Friday, 3 February 2012
I've had my last extended break in London - from now on it's weekends only, and I will have to actively book days off rather than gadding about as and when I like. Instead, I will have a job, which I hope will offset the disadvantage of seeing rather less of friends and family than over the past five years.
I have mentioned that Lola II encouraged the idea of us signing up for an orchestral woodwind day in London, and she and I plus another friend, K, all went for it. Then K let me know that two days before the woodwind event, she and her sister and brother were holding a memorial service for their mother, who died in November last year. I combined this with a visit to mum and dad and the obligatory fun at Lola II's house.
It was a very informal memorial event, with readings and music and pictures and some time to chat afterwards. K and I were at secondary school together, and another of our peers is now a vicar, so she led the whole affair including her own memories of K's mum. I met up with several others from that period of my life, and we all wished we could see each other more, and not just at this type of event.
Musical Museum. It specifically deals with 'automatic' self-playing instruments such as music boxes, pianolas and organs, and is extremely interesting, especially as we joined a tour, so many of the instruments were demonstrated for us.
The most interesting one had an automatically-played violin as well as piano strings, all running off a punched paper roll. The strings were kept taut by weights hanging off the scroll end, vibrato was added by wobbling the bridge, and each string had a little motorised cellulose roller above it. The strings were raised against the rollers when bowing was required, while the fingering was done by many pads being raised and lowered along the neck. Unlike with a human player, each string could be played independently and simultaneously, so really it had the capacity of four violins and a piano.
On to Lola II's house, and the woodwind event on Saturday. I was slightly apprehensive, not having played in a large group since I was 18, and having played my clarinet only a handful of times since then. I shouldn't have worried, as it was a very large group with a very personable man in charge who positively encouraged people to take a break if they needed to. The chap sitting on my left should have taken this advice - he never seemed to know what part he was playing or where we were; in one break I saw him take his glasses out of a jacket pocket, clean them, put them on, peer at the music for a few seconds, and then put them away again. He was the exception, though; most players seemed to be at a decent standard.

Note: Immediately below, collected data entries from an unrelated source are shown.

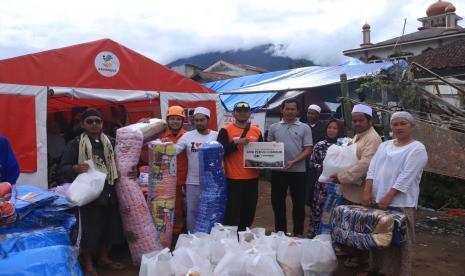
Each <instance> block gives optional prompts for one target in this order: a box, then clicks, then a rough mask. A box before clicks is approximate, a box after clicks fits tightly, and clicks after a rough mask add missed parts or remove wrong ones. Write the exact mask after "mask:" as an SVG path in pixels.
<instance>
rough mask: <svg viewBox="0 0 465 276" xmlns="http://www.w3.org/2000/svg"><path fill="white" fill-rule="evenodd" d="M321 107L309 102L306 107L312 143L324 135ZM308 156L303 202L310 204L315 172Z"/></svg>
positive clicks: (316, 172) (314, 183)
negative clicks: (320, 120)
mask: <svg viewBox="0 0 465 276" xmlns="http://www.w3.org/2000/svg"><path fill="white" fill-rule="evenodd" d="M320 113H321V107H319V106H318V105H316V104H311V105H309V106H308V109H307V124H308V126H309V127H310V129H311V130H312V140H313V145H316V143H318V142H320V141H323V140H324V139H325V137H326V124H327V123H326V122H324V121H320ZM309 159H310V158H308V159H307V161H306V167H307V194H306V196H305V203H306V204H307V205H308V206H310V205H311V201H312V199H313V186H314V185H315V183H316V180H317V172H316V170H315V168H314V166H313V165H312V166H311V164H310V160H309Z"/></svg>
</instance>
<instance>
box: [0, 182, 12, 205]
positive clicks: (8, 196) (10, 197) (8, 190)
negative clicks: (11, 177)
mask: <svg viewBox="0 0 465 276" xmlns="http://www.w3.org/2000/svg"><path fill="white" fill-rule="evenodd" d="M10 198H11V184H10V183H8V182H1V183H0V202H4V201H8V200H10Z"/></svg>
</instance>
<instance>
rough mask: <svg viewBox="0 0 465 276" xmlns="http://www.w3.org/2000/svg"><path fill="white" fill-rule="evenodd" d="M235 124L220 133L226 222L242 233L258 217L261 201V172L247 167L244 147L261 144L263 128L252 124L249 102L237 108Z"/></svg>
mask: <svg viewBox="0 0 465 276" xmlns="http://www.w3.org/2000/svg"><path fill="white" fill-rule="evenodd" d="M233 115H234V123H233V124H229V125H226V126H225V127H224V128H222V129H221V130H220V132H219V134H218V142H220V143H221V144H222V145H223V147H224V161H225V162H224V163H225V172H226V182H227V184H228V205H227V208H226V215H225V221H224V223H225V224H226V225H237V226H238V228H239V231H245V229H246V227H250V226H251V225H252V223H253V220H254V217H255V209H256V207H257V200H258V170H257V169H250V168H244V145H246V144H247V143H249V142H262V141H263V138H262V133H261V131H260V129H259V128H258V127H256V126H254V125H251V124H250V122H249V119H250V106H249V104H248V103H246V102H238V103H236V104H235V105H234V111H233Z"/></svg>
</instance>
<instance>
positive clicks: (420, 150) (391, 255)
mask: <svg viewBox="0 0 465 276" xmlns="http://www.w3.org/2000/svg"><path fill="white" fill-rule="evenodd" d="M414 127H415V119H414V118H413V116H412V115H411V114H410V113H408V112H405V111H401V112H396V113H394V114H393V115H392V117H391V129H392V133H393V137H394V139H393V140H389V141H386V142H384V143H382V144H381V145H380V146H379V148H378V150H377V151H376V154H375V156H374V157H373V159H372V160H371V163H370V167H369V169H368V173H367V179H366V186H365V189H364V192H363V199H362V204H363V205H365V206H371V205H372V204H375V203H376V204H377V206H378V208H380V209H383V210H386V209H392V210H397V211H400V212H402V213H404V214H405V215H406V216H407V231H406V240H405V241H404V242H402V243H401V245H400V246H390V247H388V248H385V249H375V250H373V251H371V255H372V258H371V263H370V270H369V271H367V272H364V273H362V274H360V275H369V274H370V272H376V273H383V274H385V275H396V276H397V275H411V274H412V271H411V270H412V253H413V252H412V251H413V245H414V243H415V229H414V226H415V224H414V217H413V215H414V210H415V208H416V207H417V204H418V196H419V193H420V180H421V175H422V173H423V168H424V167H425V166H426V164H427V162H428V155H427V153H426V149H425V146H424V145H423V144H422V143H420V142H418V141H416V140H415V139H413V137H412V132H413V129H414Z"/></svg>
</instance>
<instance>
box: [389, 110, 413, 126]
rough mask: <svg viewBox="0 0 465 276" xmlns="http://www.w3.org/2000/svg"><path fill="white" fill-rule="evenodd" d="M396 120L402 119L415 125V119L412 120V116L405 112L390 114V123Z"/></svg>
mask: <svg viewBox="0 0 465 276" xmlns="http://www.w3.org/2000/svg"><path fill="white" fill-rule="evenodd" d="M396 118H403V119H405V120H407V121H409V122H410V123H411V124H412V125H414V124H415V118H413V116H412V114H410V113H409V112H407V111H398V112H395V113H394V114H392V116H391V123H392V121H393V120H394V119H396Z"/></svg>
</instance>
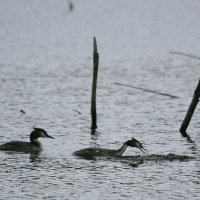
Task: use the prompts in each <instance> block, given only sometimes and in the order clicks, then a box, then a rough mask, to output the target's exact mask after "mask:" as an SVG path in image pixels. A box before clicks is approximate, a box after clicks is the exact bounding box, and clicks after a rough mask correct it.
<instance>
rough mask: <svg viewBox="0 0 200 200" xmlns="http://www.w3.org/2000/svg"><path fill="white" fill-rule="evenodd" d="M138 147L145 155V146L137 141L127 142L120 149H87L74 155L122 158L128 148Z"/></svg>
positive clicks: (101, 148) (80, 155)
mask: <svg viewBox="0 0 200 200" xmlns="http://www.w3.org/2000/svg"><path fill="white" fill-rule="evenodd" d="M128 146H130V147H136V148H138V149H140V150H141V151H142V152H143V153H144V151H143V150H145V151H146V149H145V148H144V147H143V145H142V144H141V143H140V142H139V141H138V140H136V139H134V138H132V140H128V141H126V142H125V143H124V144H123V145H122V147H121V148H119V149H117V150H116V149H102V148H85V149H81V150H78V151H75V152H74V153H73V155H76V156H83V157H93V156H122V155H123V153H124V152H125V151H126V149H127V147H128Z"/></svg>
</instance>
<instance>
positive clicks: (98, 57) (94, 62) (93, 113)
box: [91, 37, 99, 131]
mask: <svg viewBox="0 0 200 200" xmlns="http://www.w3.org/2000/svg"><path fill="white" fill-rule="evenodd" d="M98 66H99V54H98V52H97V43H96V38H95V37H94V38H93V82H92V98H91V117H92V126H91V129H92V130H93V131H94V130H95V129H96V128H97V114H96V90H97V76H98Z"/></svg>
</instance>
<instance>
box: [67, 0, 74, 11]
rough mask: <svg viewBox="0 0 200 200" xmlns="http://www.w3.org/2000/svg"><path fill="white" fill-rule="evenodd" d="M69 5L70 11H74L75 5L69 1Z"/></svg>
mask: <svg viewBox="0 0 200 200" xmlns="http://www.w3.org/2000/svg"><path fill="white" fill-rule="evenodd" d="M68 3H69V10H70V11H72V10H73V9H74V4H73V2H72V1H71V0H68Z"/></svg>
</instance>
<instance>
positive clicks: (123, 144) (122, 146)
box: [116, 143, 128, 156]
mask: <svg viewBox="0 0 200 200" xmlns="http://www.w3.org/2000/svg"><path fill="white" fill-rule="evenodd" d="M127 147H128V145H127V144H126V143H124V144H123V145H122V147H121V148H120V149H118V150H117V153H116V156H121V155H122V154H123V153H124V152H125V151H126V149H127Z"/></svg>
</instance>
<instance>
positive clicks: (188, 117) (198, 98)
mask: <svg viewBox="0 0 200 200" xmlns="http://www.w3.org/2000/svg"><path fill="white" fill-rule="evenodd" d="M199 98H200V80H199V83H198V85H197V87H196V90H195V91H194V96H193V98H192V102H191V104H190V106H189V108H188V111H187V113H186V116H185V118H184V120H183V123H182V125H181V128H180V130H179V131H180V132H181V133H182V134H185V133H186V130H187V127H188V126H189V123H190V120H191V119H192V115H193V113H194V111H195V108H196V106H197V104H198V103H199Z"/></svg>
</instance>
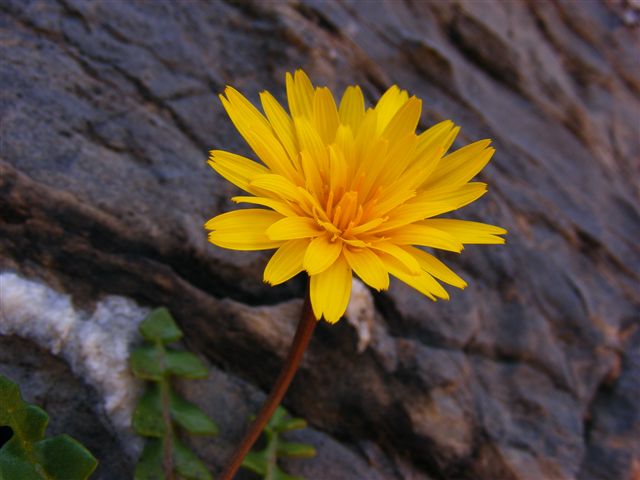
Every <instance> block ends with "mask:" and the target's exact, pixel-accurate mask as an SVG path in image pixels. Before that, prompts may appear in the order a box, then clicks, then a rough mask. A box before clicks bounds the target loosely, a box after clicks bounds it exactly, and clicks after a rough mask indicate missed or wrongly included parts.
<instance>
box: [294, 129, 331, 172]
mask: <svg viewBox="0 0 640 480" xmlns="http://www.w3.org/2000/svg"><path fill="white" fill-rule="evenodd" d="M294 125H295V129H296V135H297V137H298V143H299V145H300V150H301V151H303V152H304V151H306V152H308V153H309V155H311V158H312V159H313V161H314V162H316V164H317V165H318V169H319V171H321V172H326V171H327V169H328V166H329V165H328V161H329V159H328V153H327V147H326V144H325V143H324V142H323V141H322V138H321V137H320V135H319V134H318V132H317V131H316V129H315V128H314V127H313V126H312V125H311V123H310V122H309V120H307V119H306V118H302V117H298V118H295V119H294Z"/></svg>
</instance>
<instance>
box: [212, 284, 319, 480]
mask: <svg viewBox="0 0 640 480" xmlns="http://www.w3.org/2000/svg"><path fill="white" fill-rule="evenodd" d="M317 323H318V322H317V320H316V317H315V315H314V314H313V310H312V309H311V300H310V298H309V287H307V294H306V296H305V300H304V306H303V308H302V316H301V317H300V322H299V323H298V329H297V330H296V334H295V337H294V338H293V342H292V343H291V348H290V349H289V353H288V355H287V358H286V360H285V363H284V365H283V366H282V370H280V375H278V378H277V379H276V383H275V385H274V386H273V388H272V390H271V393H270V394H269V397H268V398H267V400H266V401H265V403H264V404H263V405H262V408H261V410H260V412H259V413H258V416H257V417H256V419H255V420H254V421H253V423H252V424H251V427H249V431H248V432H247V433H246V434H245V436H244V438H243V439H242V443H240V445H239V446H238V448H236V451H235V452H234V454H233V456H232V457H231V459H230V460H229V462H228V463H227V467H226V468H225V469H224V472H223V473H222V476H221V477H220V480H232V479H233V476H234V475H235V474H236V472H237V471H238V468H240V465H241V464H242V460H243V459H244V457H245V456H246V455H247V453H249V450H251V447H252V446H253V444H254V443H255V441H256V440H257V439H258V437H259V436H260V433H261V432H262V429H263V428H264V426H265V425H266V423H267V422H268V421H269V418H271V415H273V412H274V411H275V409H276V408H277V406H278V405H279V404H280V402H281V401H282V397H284V394H285V393H286V392H287V389H288V388H289V385H290V384H291V380H293V376H294V375H295V373H296V371H297V370H298V365H300V360H301V359H302V355H303V354H304V352H305V350H306V349H307V345H309V340H311V334H312V333H313V330H314V328H315V326H316V324H317Z"/></svg>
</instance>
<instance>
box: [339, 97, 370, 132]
mask: <svg viewBox="0 0 640 480" xmlns="http://www.w3.org/2000/svg"><path fill="white" fill-rule="evenodd" d="M339 114H340V122H341V123H343V124H344V125H348V126H350V127H351V130H352V131H354V132H355V131H356V130H357V129H358V126H360V122H362V118H363V117H364V96H363V95H362V90H360V87H358V86H352V87H347V89H346V90H345V91H344V94H343V95H342V100H340V110H339Z"/></svg>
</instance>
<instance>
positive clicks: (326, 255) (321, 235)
mask: <svg viewBox="0 0 640 480" xmlns="http://www.w3.org/2000/svg"><path fill="white" fill-rule="evenodd" d="M341 252H342V240H340V239H336V240H334V241H331V237H330V236H329V235H321V236H319V237H316V238H314V239H313V240H311V242H310V243H309V247H307V251H306V252H305V254H304V259H303V260H302V266H303V267H304V269H305V270H306V271H307V273H308V274H309V275H317V274H318V273H321V272H324V271H325V270H326V269H327V268H329V267H330V266H331V265H332V264H333V262H335V261H336V259H337V258H338V257H339V256H340V253H341Z"/></svg>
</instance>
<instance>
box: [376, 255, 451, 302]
mask: <svg viewBox="0 0 640 480" xmlns="http://www.w3.org/2000/svg"><path fill="white" fill-rule="evenodd" d="M381 260H382V261H383V263H384V265H385V268H387V269H388V270H389V273H390V274H391V275H393V276H394V277H396V278H398V279H399V280H402V281H403V282H404V283H406V284H407V285H409V286H410V287H413V288H415V289H416V290H418V291H419V292H420V293H422V294H423V295H426V296H427V297H429V298H430V299H431V300H434V301H435V300H436V297H439V298H444V299H445V300H448V299H449V294H448V293H447V291H446V290H445V289H444V288H442V285H440V284H439V283H438V282H437V281H436V280H435V279H434V278H433V277H432V276H431V275H429V274H428V273H427V272H425V271H424V270H420V272H419V273H418V274H417V275H410V274H408V273H407V272H406V270H404V269H403V268H402V265H401V264H400V263H399V262H398V260H397V259H396V258H394V257H391V256H389V255H386V254H382V255H381Z"/></svg>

I was looking forward to a bit of a rest on Sunday, but was persuaded in the morning to help Lola II with a piece of music written by one of her friends for her own wedding in two weeks' time. The bride is a professional pianist, and Lola II's idea was that I would record the piano part so she could practise the flute part over the next two weeks. Unfortunately, the piece is in 6/4 time with a few randomly included bars in 3/4, the piano starts with sextuplets where I had to count the ledger lines to work out what the notes were, and the majority of the piece is groups of 14 notes to fit into a bar of 6 crotchets. Not only was I utterly unable to play it, it would be completely impossible for Lola II to work out where the bars start and finish.
In the end, I recorded the vocal part on the piano against Lola II's flute part, and even then we had to try and accommodate groups of 2 and/or 4 notes against 3 beats, sometimes within a bar and sometimes across a bar line. This is flippin' difficult. And don't forget there will be 14 notes to the bar on the piano going on at the same time, and they're having, oh, two rehearsals altogether, except that one is not even a rehearsal, it's a 'run through'. I'm sure it will be fine, although I'm glad it's not me. Lola II says that some brides torture their best friends by making them dress up in ridiculous unflattering bridesmaids' dresses. This bride has been altogether more imaginative.
After all this I was looking forward to the slightly special lunch to celebrate my new job that I'd been promised, and then the bit of a rest that I was looking forward to. The slightly special lunch became very much more special when the guests that Lola II had invited arrived, as a lovely surprise. [With hindsight, this clarified why Lola II was so keen that we practise the wedding piece in the morning.] It was lovely. To top it off, Mr M produced a complicated dessert constructed from chocolate and sculptured Curly Wurlies filled with home made orange and lemon sorbet. And we went for a walk, and played on some grown-up exercise equipment that's in a nearby park, which you can see in the photo above.
So that was the penultimate proper weekend before my initiation as a working Dietitian with a real job that I have to do every weekday, and there's nowhere else I'd rather have spent it.